Faut-il rappeler ici les errements de ces sous-préfets, préfets et gouverneurs à travers la République? L’ex préfet du Haut-Nyong aujourd’hui limogé; le gouverneur du littoral interdisant les manifestations publiques; le préfet du Wouri marchant sur la loi pour permettre à Françoise FONING de se faire réélire à la mairie de Douala V, etc. Des agitations inutiles qui parfois nous fabrique des héros factices, en plus des victimes innocentes et des morts. Cependant que les problèmes de fonds persistent. Ces problèmes ne viennent pas de ceux qui veulent se réunir pour réfléchir et agir. Ils viennent de l’inaptitude à gérer, à prévoir, à anticiper… bref à gouverner, dont souffre le système en place, vieux d’un demi-siècle. C’est trop vieux, c’est dépassé, c’est incapable de faire mieux que ce à quoi on a déjà assister. Malheureusement, l’émergence d’un nouveau leadership tarde à arriver. Cela je le crois arrivera forcément, et de telles brutalités resteront dans les souvenirs.

Édouard TAMBA

10 thoughts on “Comment les libertés regressent au Cameroun

  1. TAMBA

    Ti Aya, il y a effectivement régression. Je le dis au regard de ce que nous vivons tous les jours. Il y a comme un durcissement, parce que je ne pense pas que toutes ces autorités soient atteintes de zèle pathologique.

  2. Eddy

    Je pense également qu’on peut parler de regression.
    J’ai des connaissances qui me relatent des trucs absolument impensables en 1991 par exemple.
    Genre untel qui estime qu’une fête familliale est une réunion publique, simplement parce qu’il y’a qq bancs disposés sur la cour en bordure de route et se met à l’idée de faire arrêter la fête.
    Au Cameroun, dès que quelqu’un a une once de pouvoir, c’est comme s’il avait un compte à régler avec tout le Cameroun.

  3. TAMBA

    C’est ça même Eddy. Couomaing!
    Et puis, ces sous-préfets et préfets ne se gênent d’autoriser les sociétés brassicoles et toutes sortes de sources de boucans accompagnées de beuveries et de désordre sexuel. Fallait voir la connerie que les brasseries du Cameroun ont organisé samedi et dimanche dernier à la Tsinga sous-préfecture pour la promoton de sa nouvelle boisson à 7% d’alcool. Le même lieu où le même fou-préfet a interdit les manifs de Jane and Justice contre les accidents de la route un weekend plus tôt… :(

  4. Kans

    Moi je dis, la liberté et toutes les autres conquêtes coute cher et ceux qui en paient le prix forcent le respect. Dans ma grande lâcheté, je ne peux que t’encourager à communiquer sur de tels évènements pour que ça arrive aux oreilles et face aux yeux de tout ceux qui peuvent avoir le moindre pouvoir d’influence.

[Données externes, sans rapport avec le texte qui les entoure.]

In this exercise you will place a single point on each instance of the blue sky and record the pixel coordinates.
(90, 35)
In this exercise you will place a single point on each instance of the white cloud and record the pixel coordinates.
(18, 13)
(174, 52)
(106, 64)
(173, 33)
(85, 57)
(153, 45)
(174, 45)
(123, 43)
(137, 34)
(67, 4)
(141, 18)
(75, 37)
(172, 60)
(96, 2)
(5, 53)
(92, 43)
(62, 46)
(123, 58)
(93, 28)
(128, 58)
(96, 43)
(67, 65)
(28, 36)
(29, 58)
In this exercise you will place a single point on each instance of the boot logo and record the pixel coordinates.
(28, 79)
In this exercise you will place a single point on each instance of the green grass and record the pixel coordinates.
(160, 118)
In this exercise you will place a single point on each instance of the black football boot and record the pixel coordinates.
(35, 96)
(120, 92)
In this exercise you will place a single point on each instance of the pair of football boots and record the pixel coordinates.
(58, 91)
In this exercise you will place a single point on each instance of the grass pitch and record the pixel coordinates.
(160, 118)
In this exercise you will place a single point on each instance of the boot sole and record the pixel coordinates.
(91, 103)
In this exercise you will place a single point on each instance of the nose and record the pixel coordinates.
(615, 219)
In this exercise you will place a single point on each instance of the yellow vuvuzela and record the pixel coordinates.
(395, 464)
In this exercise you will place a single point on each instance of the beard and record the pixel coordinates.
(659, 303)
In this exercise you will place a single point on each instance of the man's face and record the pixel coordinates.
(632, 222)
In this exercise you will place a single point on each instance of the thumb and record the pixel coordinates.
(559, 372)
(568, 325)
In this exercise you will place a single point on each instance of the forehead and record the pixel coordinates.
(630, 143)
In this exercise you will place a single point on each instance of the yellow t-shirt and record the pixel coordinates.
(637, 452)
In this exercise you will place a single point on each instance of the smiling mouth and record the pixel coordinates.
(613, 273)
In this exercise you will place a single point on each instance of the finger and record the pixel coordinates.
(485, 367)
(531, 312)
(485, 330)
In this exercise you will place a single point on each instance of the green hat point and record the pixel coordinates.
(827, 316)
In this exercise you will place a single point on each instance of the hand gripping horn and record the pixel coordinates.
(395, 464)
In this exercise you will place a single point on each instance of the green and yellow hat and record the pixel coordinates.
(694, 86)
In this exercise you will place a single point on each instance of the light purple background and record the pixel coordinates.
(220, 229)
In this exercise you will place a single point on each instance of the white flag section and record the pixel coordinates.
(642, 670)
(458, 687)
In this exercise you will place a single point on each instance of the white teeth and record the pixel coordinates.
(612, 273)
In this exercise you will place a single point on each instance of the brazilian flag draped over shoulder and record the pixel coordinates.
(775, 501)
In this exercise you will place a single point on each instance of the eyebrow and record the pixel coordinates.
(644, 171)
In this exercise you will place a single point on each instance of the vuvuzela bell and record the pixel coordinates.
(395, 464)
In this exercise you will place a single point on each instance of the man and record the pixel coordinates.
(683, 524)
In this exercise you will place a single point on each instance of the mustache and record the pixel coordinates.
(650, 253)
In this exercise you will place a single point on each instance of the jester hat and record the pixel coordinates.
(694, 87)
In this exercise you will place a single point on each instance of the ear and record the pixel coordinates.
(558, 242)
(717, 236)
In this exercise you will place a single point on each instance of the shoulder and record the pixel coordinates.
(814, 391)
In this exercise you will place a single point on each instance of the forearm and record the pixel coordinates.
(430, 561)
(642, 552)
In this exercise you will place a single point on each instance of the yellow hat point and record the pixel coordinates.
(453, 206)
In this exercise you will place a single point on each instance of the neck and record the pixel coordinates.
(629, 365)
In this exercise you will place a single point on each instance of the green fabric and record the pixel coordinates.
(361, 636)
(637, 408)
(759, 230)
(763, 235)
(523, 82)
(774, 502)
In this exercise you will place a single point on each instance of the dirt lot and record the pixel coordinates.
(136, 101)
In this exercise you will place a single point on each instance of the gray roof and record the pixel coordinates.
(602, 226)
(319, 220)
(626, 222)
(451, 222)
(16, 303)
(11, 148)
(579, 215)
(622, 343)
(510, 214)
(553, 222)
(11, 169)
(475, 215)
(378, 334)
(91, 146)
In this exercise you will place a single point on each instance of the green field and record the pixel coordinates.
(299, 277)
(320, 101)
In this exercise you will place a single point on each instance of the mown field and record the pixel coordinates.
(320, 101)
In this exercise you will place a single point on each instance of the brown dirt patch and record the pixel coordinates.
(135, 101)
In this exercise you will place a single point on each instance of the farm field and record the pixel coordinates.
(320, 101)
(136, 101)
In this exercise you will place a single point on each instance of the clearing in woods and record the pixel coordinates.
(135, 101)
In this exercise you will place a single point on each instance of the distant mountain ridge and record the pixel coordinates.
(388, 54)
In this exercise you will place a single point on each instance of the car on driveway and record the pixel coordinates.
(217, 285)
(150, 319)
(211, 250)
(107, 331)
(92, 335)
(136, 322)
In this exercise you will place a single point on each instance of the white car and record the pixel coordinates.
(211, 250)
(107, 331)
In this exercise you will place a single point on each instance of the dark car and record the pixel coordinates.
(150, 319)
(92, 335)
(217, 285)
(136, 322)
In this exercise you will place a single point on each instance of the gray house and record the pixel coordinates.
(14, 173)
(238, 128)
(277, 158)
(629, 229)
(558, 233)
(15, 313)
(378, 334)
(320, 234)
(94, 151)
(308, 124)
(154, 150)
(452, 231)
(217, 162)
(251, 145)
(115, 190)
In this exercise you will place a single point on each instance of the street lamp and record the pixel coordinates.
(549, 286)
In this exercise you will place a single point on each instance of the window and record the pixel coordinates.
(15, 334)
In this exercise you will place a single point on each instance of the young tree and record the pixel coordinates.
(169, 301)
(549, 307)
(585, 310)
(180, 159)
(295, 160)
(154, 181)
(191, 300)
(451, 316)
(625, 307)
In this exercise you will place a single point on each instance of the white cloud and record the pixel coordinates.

    Quand je dis que le CMR est un pays de barbares désordonnés… Regardez vous-mêmes l’image des flics ci-dessus. 4 uniformes pour la même intervention: la flic-esse chic (tenue de parade), la flic-esse casquée (mais avec sa montre et bijoux à la Rachida Dati), les flics de bureau, et le chef en tenue de terrain.
    Tout ça pour aller torturer des avocats!

  5. Lenaelle

    C’est triste de voir où avoir des convictions peut mener…Ils te torturent et exigent que tu pleures en silence.
    @Eddy
    tu as raison. Je ne sais pas si ce sont les frustrations antérieures qui sont à l’origine de ces comportements.
    @Edou
    Le zèle est en effet pathologique…
    Y a pas à dire on regresse et cela ne date pas d’aujourd”hui! Wèkè le cameroun!